Duty to Retreat, Another Way of Thinking About It

Eugene Volokh takes a look at a case where duty to retreat did play into a case. In this case, the man who failed to retreat from someone threatening his life got 18-20 years in prison. The man was also black:

Again, the question was: Did the victim’s “I’m going to stab you n[—–]” require defendant to give up the right to be where he was, or else be legally stripped of the right to defend himself with deadly force if he stayed? (I infer that he was on a sidewalk or a place that’s similarly open to the public, and not on the threatener’s property, or else the court would have noted that […)]

Bracketed part I edited, as to avoid tripping anyone’s keyword filters and for brevity. Read the whole thing. There have been a lot of accusations from blowhards like Sharpton that the Florida law is a license for white people to kill black people, when in reality the law will probably protect more blacks than whites, simply due to the fact that blacks live in areas where the need to defend oneself tends to be more acute. In this case, Mr. Benoit ended up in prison. Our opponents say these cases don’t exist, but they do. It just often happens to people who don’t have the money to hire PR firms to make their cases to the public.

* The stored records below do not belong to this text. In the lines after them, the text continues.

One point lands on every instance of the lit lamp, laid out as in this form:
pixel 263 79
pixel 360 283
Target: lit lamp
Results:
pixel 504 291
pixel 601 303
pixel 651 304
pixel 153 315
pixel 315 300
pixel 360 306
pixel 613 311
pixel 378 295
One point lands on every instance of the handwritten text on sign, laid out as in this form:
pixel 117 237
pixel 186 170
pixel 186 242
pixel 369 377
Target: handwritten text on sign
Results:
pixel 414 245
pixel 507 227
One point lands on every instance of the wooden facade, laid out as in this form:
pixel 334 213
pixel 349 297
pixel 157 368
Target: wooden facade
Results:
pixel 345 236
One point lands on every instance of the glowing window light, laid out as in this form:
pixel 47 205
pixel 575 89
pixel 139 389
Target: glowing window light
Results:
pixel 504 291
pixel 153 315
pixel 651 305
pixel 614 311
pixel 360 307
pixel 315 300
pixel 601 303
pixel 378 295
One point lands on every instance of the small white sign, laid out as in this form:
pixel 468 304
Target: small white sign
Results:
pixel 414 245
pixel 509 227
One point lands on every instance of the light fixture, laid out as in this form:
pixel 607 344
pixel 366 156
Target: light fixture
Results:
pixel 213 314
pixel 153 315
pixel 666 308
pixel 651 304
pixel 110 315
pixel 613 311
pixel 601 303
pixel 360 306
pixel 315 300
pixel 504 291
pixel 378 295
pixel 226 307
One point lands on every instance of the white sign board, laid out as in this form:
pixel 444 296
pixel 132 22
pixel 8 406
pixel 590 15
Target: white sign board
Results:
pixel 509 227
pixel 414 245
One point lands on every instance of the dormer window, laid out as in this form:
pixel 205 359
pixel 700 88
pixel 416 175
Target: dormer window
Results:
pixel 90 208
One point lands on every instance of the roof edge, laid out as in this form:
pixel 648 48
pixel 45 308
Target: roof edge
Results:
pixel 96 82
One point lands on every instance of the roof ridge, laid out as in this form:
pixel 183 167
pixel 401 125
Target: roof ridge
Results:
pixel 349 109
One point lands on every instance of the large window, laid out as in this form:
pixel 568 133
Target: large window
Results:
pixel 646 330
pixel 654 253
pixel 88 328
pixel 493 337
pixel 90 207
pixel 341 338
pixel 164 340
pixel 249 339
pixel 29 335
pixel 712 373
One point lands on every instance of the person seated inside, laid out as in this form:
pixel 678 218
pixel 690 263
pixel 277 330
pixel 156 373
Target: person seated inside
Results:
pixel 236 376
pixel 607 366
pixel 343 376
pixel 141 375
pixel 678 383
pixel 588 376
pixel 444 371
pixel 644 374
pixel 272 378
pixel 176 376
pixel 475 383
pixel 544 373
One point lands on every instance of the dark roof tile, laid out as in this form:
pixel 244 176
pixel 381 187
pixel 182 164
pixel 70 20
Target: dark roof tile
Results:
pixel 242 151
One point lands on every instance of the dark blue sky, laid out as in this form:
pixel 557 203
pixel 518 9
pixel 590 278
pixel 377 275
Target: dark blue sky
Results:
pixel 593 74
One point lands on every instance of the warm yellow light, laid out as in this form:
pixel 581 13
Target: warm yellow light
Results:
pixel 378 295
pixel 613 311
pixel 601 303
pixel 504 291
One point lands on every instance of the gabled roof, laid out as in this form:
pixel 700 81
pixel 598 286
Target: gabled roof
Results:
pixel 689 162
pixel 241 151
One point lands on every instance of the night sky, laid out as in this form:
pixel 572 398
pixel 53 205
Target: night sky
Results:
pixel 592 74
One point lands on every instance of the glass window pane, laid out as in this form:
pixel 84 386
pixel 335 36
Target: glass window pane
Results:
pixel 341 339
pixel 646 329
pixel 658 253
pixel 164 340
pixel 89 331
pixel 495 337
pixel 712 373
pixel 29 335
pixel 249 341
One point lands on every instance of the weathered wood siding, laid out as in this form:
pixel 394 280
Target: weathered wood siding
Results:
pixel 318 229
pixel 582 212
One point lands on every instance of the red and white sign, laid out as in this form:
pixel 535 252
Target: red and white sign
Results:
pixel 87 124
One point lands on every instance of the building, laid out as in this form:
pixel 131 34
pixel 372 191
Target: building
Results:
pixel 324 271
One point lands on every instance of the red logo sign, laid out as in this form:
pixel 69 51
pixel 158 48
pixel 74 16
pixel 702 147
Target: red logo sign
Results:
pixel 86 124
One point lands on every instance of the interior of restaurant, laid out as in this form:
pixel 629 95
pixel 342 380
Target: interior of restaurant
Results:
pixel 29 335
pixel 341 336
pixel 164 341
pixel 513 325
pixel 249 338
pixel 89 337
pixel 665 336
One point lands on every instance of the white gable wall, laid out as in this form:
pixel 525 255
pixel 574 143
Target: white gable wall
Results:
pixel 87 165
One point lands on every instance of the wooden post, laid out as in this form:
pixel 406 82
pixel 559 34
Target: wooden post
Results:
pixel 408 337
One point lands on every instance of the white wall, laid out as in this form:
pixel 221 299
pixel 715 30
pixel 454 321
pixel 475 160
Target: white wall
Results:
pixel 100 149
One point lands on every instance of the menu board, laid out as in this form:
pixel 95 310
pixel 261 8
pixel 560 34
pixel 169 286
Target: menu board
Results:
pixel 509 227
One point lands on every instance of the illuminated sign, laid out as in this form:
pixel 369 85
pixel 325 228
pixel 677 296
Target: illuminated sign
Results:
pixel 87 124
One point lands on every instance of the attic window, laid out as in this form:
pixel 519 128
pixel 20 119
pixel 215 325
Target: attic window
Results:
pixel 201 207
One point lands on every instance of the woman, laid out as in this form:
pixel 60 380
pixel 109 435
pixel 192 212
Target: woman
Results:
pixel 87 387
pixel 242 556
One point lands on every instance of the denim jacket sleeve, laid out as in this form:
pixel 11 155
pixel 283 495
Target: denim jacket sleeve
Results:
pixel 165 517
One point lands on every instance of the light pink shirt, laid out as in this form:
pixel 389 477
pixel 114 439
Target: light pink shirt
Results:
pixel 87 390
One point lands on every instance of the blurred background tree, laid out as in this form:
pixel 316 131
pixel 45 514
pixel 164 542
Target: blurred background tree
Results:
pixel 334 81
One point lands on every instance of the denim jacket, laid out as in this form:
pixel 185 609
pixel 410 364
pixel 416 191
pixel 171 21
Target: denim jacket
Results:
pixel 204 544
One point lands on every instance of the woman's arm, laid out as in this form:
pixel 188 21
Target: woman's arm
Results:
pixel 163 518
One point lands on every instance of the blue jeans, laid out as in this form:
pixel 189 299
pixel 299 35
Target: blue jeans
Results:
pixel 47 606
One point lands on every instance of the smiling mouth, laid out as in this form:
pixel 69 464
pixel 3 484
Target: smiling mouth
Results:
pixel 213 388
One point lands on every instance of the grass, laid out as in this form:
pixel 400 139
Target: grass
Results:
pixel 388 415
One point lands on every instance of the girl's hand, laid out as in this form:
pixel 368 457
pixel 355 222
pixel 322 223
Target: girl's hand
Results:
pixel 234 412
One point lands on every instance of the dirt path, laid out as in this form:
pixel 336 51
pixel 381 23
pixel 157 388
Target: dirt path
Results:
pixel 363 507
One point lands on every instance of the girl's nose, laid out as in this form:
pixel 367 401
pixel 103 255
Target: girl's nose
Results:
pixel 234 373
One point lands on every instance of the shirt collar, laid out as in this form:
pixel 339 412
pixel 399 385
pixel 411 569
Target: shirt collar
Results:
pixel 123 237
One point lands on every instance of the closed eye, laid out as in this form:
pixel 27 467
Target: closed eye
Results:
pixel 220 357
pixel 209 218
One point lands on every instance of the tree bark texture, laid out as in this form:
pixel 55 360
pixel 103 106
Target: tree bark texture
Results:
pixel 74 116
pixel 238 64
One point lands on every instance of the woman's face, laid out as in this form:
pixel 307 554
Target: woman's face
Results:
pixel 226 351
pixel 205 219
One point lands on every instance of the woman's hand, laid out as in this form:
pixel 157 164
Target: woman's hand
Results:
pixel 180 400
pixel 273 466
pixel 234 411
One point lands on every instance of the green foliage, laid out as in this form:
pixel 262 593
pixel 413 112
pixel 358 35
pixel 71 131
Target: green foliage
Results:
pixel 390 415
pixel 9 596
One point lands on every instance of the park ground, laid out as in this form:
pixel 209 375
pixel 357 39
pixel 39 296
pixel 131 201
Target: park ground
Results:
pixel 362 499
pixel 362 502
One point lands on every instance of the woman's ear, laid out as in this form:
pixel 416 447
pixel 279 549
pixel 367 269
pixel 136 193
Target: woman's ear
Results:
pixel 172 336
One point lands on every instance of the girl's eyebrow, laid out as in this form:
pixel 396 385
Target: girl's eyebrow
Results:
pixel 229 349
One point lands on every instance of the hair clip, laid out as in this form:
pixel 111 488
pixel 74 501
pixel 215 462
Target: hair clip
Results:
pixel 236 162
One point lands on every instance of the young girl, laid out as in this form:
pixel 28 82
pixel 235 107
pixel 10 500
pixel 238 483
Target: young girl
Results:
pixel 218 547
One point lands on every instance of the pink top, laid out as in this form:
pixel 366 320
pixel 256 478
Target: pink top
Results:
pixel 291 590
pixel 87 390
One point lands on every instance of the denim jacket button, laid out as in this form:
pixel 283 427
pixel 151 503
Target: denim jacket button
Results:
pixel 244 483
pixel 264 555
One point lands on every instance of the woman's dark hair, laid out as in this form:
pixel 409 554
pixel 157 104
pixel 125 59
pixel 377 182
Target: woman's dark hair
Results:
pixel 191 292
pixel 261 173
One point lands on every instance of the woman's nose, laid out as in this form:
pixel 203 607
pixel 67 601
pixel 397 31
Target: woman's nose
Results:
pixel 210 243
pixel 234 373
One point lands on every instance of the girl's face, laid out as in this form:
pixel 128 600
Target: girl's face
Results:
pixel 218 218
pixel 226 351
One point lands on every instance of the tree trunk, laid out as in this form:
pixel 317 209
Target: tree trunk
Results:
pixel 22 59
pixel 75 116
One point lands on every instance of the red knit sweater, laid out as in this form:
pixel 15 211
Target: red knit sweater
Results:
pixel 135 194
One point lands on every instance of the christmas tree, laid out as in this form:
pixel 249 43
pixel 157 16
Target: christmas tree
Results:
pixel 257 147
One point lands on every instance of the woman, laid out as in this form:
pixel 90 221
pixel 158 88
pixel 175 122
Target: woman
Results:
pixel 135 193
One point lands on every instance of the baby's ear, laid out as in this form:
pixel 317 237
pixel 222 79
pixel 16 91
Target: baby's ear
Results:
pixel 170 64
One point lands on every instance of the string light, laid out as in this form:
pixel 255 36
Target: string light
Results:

One thought on “Duty to Retreat, Another Way of Thinking About It”

  1. The cited case is not the stand out case you want to be supporting as exemplarily judicial case law. Check out my comments at that page and you will see citizens got SCREWED by the decision. Although the defendant should not have been able to hide behind self-defense, it was because they taunted the “victim” at every turn trying to get him to fight. The decision itself ignores this and makes it significantly harder to enjoy the right of self defense in the state of MA.